I'm overwhelmed and exhausted.
I'm overwhelmed by your amazing comments and notes of encouragement. Thank you! Keep them coming. It's very comforting to hear there are so many people out there who are on similar paths. (My mother said that I inspired her to continue on her quest for an exercise regime she enjoys. Yay Mom!)
I'm exhausted because I've been on set all week (long days) and the holidays are here (I haven't done ANY shopping) and I had out of town guests (my amazing cousin Amy) so... I meant to post Wednesday...but, it's Thursday.
Procrastination -- one of the things that separates writers from athletes. I just can't picture Lance Armstrong saying, "I was supposed to ride 100 miles today...but, I think I'll just do it tomorrow." Speaking of Lance Armstrong...
My fiance is buying me a bicycle for Christmas. He believes that I could enjoy the sport if I had a properly fitting bike. Apparently, my current bike is too big. This is what he tells me. I don't know the difference. Whenever I get onto my bike, I look completely terrified. He says the look of horror is not what is supposed to happen. I attribute it to falling down a lot and having a huge gut that gets in the way when I try to ride. HE attributes my fear to an ill-fitting bicycle and believes if it fit properly and I would enjoy riding with him.

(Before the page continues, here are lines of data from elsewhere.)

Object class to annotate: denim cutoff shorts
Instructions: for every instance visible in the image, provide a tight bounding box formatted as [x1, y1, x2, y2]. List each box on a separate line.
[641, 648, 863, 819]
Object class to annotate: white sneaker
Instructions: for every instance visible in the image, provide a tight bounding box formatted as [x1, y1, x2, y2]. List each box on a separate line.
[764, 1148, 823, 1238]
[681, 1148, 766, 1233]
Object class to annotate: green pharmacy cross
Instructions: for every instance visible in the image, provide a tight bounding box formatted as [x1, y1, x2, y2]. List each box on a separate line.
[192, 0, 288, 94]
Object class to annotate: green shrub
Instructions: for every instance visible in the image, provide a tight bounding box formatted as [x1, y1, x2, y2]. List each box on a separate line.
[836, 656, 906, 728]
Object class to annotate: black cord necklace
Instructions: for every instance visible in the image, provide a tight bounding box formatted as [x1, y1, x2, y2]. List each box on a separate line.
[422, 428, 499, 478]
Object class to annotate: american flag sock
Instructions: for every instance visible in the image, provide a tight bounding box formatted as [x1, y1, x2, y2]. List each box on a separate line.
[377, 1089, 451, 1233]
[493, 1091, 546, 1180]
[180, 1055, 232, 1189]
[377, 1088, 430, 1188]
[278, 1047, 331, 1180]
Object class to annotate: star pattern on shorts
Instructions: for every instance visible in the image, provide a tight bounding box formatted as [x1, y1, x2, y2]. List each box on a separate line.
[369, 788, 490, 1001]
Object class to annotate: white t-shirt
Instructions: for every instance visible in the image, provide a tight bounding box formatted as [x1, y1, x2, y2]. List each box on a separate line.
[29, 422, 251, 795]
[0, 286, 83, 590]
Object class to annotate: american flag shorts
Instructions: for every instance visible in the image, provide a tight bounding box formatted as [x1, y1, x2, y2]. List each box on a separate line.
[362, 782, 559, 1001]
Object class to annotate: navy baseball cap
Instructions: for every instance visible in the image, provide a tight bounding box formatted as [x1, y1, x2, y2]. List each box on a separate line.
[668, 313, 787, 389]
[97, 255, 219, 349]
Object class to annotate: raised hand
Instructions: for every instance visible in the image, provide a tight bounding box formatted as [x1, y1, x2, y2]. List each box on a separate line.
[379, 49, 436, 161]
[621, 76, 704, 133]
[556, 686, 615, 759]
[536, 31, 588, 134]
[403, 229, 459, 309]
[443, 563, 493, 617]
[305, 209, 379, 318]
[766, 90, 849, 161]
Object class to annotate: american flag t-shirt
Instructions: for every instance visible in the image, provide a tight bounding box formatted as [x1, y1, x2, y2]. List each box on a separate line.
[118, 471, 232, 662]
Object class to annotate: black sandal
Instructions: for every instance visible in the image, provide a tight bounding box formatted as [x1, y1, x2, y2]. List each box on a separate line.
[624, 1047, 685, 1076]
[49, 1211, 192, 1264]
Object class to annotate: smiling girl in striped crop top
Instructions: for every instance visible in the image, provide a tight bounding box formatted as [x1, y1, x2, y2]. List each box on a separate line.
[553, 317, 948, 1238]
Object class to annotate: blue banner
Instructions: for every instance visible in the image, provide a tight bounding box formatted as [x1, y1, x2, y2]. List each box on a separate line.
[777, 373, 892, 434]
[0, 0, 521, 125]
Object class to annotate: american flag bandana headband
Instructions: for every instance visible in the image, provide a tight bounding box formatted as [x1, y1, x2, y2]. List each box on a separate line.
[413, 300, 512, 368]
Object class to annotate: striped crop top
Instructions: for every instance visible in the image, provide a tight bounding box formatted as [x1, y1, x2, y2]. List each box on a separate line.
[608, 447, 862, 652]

I am skeptical. Because, well, my belly fat makes riding sound uncomfortable. It's shrinking slowly -- but, I can't imagine when it will be shrunk enough to make biking feel fun. He assures me there are many people with guts who enjoy biking, so I should just try it. Okay. Why not? I love. I trust him and I'm really curious about why he loves biking so much. So, we're going to go shopping for a bicycle that fits me.